3. Aligning Sequences

Generating an Automatic Alignment

Now we'll generate an automatic alignment we can start from in building our RNA family. Feed the fasta file you put together in the last section to WAR. Alternatively you can use the example fasta file below. Precomputed results for this set are available here.

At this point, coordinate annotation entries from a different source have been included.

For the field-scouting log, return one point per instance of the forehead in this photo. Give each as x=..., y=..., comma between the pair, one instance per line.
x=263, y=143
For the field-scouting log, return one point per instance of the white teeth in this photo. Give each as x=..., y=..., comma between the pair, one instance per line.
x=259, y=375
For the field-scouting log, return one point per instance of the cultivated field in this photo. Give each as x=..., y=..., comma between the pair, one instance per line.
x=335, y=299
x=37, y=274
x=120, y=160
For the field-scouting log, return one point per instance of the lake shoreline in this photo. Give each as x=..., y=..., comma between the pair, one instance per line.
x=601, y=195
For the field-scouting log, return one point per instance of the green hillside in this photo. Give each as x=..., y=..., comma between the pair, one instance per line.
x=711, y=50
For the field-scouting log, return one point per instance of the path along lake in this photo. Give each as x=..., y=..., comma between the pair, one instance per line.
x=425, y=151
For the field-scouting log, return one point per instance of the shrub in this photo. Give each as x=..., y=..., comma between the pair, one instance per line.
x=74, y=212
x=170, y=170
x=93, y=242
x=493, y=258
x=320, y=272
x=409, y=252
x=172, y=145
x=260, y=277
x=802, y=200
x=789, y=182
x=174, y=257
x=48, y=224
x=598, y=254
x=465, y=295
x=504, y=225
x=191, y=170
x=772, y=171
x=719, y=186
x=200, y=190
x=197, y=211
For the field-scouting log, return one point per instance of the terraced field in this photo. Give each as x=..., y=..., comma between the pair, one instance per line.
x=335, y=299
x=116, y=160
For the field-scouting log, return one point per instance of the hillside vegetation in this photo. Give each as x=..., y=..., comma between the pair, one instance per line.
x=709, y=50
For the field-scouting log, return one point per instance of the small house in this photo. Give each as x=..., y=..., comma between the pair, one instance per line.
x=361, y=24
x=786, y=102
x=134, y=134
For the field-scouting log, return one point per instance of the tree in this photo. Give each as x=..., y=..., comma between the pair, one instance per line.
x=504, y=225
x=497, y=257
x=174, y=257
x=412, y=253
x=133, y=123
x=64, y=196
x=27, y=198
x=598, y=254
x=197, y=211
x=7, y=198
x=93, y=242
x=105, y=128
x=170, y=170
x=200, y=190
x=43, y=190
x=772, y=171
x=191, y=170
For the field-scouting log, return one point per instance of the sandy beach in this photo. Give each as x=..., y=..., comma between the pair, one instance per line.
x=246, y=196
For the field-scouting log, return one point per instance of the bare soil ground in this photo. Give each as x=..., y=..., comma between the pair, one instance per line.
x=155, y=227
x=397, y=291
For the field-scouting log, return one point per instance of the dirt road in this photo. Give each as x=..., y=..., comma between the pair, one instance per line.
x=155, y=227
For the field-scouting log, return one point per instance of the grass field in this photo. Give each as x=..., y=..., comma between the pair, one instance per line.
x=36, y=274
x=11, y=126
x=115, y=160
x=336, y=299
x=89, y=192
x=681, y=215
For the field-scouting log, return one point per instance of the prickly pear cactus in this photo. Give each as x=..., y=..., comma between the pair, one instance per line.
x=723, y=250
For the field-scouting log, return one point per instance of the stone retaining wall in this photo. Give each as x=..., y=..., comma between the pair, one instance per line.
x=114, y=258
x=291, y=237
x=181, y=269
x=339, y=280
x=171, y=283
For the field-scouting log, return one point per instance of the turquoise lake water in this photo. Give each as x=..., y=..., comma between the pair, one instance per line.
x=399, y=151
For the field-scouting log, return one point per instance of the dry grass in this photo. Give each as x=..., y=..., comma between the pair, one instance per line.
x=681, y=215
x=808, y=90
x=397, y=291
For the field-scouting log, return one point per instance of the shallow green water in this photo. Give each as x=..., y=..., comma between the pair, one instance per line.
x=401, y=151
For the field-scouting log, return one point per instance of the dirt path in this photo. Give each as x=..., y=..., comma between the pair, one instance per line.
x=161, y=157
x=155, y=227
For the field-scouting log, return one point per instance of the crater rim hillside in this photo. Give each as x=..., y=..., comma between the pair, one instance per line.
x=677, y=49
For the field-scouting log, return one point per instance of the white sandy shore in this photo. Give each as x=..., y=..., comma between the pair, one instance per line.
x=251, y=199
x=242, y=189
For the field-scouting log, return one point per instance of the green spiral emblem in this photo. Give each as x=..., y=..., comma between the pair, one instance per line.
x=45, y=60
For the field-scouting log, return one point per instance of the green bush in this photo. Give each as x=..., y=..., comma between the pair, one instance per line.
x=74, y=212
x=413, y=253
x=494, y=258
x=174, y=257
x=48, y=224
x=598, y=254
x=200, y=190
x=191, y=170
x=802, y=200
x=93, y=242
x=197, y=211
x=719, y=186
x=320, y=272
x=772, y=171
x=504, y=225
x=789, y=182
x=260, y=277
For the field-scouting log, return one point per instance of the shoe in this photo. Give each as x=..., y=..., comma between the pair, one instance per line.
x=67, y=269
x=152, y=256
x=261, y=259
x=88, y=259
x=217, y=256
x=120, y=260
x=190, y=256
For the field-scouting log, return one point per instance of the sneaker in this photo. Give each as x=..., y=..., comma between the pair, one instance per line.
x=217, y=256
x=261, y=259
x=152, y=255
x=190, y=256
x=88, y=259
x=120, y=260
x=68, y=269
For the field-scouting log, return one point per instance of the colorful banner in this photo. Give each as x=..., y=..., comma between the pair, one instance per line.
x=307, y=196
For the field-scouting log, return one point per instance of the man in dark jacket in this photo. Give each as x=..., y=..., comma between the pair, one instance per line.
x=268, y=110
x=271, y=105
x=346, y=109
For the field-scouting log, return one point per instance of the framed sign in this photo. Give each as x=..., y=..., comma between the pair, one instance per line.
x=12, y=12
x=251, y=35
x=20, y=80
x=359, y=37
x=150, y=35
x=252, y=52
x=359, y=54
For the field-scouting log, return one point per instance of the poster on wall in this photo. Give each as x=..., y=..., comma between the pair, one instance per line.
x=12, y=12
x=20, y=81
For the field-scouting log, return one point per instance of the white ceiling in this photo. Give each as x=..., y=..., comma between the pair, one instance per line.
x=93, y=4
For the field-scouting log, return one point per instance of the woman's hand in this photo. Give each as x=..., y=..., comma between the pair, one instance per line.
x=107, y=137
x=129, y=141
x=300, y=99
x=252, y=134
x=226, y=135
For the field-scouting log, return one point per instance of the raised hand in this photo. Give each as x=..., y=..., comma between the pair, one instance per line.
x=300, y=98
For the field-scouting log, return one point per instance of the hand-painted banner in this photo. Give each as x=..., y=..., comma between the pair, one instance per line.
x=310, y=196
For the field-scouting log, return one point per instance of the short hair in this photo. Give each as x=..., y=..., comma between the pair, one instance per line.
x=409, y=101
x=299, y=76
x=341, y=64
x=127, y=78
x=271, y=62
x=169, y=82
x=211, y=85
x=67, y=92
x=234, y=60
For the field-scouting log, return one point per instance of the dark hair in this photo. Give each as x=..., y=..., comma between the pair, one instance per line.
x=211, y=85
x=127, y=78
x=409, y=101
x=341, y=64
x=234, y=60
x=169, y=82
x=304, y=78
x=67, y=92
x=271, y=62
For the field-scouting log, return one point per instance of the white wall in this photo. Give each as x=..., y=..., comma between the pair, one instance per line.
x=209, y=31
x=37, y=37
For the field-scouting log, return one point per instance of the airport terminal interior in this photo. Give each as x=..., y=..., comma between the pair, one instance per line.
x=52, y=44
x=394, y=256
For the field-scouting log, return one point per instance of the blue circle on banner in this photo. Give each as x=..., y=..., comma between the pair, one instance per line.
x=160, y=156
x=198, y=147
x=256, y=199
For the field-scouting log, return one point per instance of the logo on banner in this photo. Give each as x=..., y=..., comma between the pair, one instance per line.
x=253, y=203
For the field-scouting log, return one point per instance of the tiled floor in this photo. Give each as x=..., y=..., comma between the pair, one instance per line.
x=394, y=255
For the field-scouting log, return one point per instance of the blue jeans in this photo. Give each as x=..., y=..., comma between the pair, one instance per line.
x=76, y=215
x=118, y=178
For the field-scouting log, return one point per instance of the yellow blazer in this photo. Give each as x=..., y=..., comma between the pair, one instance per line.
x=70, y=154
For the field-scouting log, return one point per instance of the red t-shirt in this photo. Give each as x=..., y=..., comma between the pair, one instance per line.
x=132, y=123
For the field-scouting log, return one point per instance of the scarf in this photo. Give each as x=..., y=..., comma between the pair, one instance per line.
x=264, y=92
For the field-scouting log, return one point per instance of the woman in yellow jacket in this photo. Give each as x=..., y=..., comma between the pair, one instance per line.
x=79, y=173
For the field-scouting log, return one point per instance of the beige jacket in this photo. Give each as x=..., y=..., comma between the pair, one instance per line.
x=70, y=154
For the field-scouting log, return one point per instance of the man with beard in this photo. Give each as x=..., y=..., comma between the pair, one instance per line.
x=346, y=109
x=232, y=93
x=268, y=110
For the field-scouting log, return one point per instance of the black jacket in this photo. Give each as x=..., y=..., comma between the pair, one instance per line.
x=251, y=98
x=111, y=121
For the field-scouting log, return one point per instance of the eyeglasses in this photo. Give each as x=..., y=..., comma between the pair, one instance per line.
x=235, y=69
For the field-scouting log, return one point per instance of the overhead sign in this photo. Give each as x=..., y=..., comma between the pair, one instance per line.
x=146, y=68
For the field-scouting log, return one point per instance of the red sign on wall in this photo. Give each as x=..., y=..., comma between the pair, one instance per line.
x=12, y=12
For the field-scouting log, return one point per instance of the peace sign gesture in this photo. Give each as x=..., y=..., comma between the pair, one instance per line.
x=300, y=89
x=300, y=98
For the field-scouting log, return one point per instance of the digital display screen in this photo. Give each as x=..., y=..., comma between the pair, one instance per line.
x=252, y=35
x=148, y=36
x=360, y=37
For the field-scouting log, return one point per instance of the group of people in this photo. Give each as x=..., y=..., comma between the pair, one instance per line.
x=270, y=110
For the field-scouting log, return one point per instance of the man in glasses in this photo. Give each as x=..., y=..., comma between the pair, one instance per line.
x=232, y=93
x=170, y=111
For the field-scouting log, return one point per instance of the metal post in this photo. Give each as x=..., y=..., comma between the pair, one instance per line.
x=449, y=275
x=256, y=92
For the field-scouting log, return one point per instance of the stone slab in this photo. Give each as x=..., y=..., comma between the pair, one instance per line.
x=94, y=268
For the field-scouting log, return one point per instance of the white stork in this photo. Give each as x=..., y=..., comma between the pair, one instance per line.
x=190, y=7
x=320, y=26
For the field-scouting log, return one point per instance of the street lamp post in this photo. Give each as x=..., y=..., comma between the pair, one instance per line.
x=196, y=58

Note: if WAR is down, the EMBL alignment servers are an alternative here.

>U00096.2

GAAAGACGCGCATTTGTTATCATCATCCCTGAATTCAGAGATGAAATTTTGGCCACTCACGAGTGGCCTTTTT

>FQ312003

GAAAGACGCGCATTTGTTATCATCATCCCTGTTTTCAGCGATGAAATTTTGGCCACTCCGTGAGTGGCCTTTTT

>CP002272

GAAAGACGCGCATTTGTTATCATCATCCCTGACTTCAGAGATGAAATGTTTGGCCACAGTGATGTGGCCTTTTT

>CP002910

GAAAGACGCGCATTTATTATCATCATCATCCCTGAATCAGAGATGAAAGTTTGGCCACAGTGATGTGGCCTTTTT

>AM286415

GAAAGACGCGCATTTGTTATCATCATCCCTGTTATCAGAGATGTTAATTTGGCCACAGCAATGTGGCCTTTT

>CP002433

GAAAGACGCGCATTTGTTATCATCATCCCTGACAACAGAGATGTTAATTCGGCCACAGTGATGTGGCCTTTT

>FP236842

GAAAGACGCGTATTTGTTATCATCATCTCATCCCTGACAACAGAGATGTTAATTTAGGCCACAGTGACGTGGCCTTTTT

Once you have your results, take a look at the different alignments and secondary structures predicted. In particular the T-coffee consensus combines results from all the other methods, and may give you a good idea of regions where manual refinement my improve the alignment. Usually you'll want to use the consensus alignment, but other alignments may be better if a majority appear to predict "odd" secondary structures.

Manual Refinement

Open the alignment use RALEE. First look at the structure. Are there base-pairs that can be fixed or added to the alignment? Next look at conservation. Can you pull apart blocks that might be "overaligned" to discover motifs? Precomputed WAR alignments are attached below, or use your own.